/AutoGPT4J

A repository for a Java implementation of AutoGPT. It is heavily inspired by AutoGPT if not a clone of some of its functionality, though there is some deviation from it particularly in how Agents are implemented as well as planned support for more open source models.

Primary LanguageJava

AutoGPT4J README

Introduction

AutoGPT4J is an adaptation of the popular AutoGPT project, which is originally written in Python, into Java. This library allows you to use the powerful GPT-4 model in your Java projects. It provides an interface for interacting with OpenAI's GPT-4 model and Pinecone, a vector database.

Setup

To get started with AutoGPT4J, you will need to set up some environment variables. You can set these variables in your application.properties file or as environment variables in your system.
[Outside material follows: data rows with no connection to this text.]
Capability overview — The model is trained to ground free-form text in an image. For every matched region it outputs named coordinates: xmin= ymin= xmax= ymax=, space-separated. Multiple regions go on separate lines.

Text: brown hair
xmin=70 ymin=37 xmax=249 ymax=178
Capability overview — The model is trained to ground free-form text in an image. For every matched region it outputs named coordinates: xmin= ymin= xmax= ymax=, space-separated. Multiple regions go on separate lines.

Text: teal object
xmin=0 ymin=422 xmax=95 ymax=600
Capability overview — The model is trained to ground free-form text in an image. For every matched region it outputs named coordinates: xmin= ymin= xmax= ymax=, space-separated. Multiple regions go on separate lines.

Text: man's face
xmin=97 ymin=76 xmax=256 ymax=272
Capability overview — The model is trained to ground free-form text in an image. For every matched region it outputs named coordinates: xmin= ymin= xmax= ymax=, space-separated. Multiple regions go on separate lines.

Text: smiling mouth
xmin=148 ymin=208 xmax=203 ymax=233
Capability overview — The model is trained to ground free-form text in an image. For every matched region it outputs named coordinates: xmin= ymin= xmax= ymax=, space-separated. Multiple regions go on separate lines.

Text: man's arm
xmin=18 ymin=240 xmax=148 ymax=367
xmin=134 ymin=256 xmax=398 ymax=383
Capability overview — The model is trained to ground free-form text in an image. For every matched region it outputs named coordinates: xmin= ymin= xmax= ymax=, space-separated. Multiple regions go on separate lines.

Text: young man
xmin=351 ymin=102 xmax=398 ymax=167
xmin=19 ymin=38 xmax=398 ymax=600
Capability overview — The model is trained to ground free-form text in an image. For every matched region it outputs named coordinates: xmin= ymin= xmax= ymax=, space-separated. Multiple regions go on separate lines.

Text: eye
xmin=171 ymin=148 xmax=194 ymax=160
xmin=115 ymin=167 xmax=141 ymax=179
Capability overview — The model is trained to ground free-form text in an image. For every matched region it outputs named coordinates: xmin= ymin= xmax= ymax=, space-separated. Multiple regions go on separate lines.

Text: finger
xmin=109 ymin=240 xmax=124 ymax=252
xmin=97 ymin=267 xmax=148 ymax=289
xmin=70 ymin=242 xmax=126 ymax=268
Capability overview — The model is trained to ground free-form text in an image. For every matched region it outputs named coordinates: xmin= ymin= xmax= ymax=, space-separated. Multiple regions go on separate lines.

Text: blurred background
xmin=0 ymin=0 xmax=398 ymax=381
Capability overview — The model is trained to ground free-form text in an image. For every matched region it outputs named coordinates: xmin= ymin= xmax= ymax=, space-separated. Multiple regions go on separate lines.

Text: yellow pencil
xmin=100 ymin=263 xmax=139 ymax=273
The required variables are as follows:

File settings

  1. FILES_LOCATION: This sets the location where files will be saved.

Log settings

  1. log_path: Specifies the path for log files.

OpenAI settings

  1. OPEN_AI_EMBEDDING_MODEL: The name of the embedding model to use.
  2. OPEN_AI_CONTEXT_MODEL: The name of the context model to use.
  3. OPENAI_API_KEY: Your OpenAI API key.
  4. OPEN_AI_MODEL: The name of the GPT-4 model to use.

Pinecone settings

  1. PINECONE_API_KEY: Your Pinecone API key.
  2. PINECONE_ENVIRONMENT: The Pinecone environment you want to use.
  3. PINECONE_PROJECT_NAME: The name of your Pinecone project.
  4. PINECONE_INDEX_NAME: The name of the index to use in Pinecone.
  5. PINECONE_NAMESPACE_INDEX: The namespace index for Pinecone.

Contributing

We welcome contributions to AutoGPT4J! If you'd like to contribute, please fork the repository and submit a pull request with your changes. Make sure to follow the code style guidelines and provide tests for any new features.

License

AutoGPT4J is licensed under the MIT License.

Future Work

We have planned several enhancements and features for future releases of AutoGPT4J:

  1. Add additional commands: We aim to expand the functionality of AutoGPT4J by adding more commands that allow for better interaction and control of the GPT-4 model.
  2. Implement iterative agents: To improve the overall user experience, we plan on implementing iterative agents that can engage in more interactive and dynamic conversations with users.
  3. Add additional support for open-source projects: We're committed to fostering an open-source community around AutoGPT4J and will work towards providing better support and integration for other open-source projects including open-source LLM's.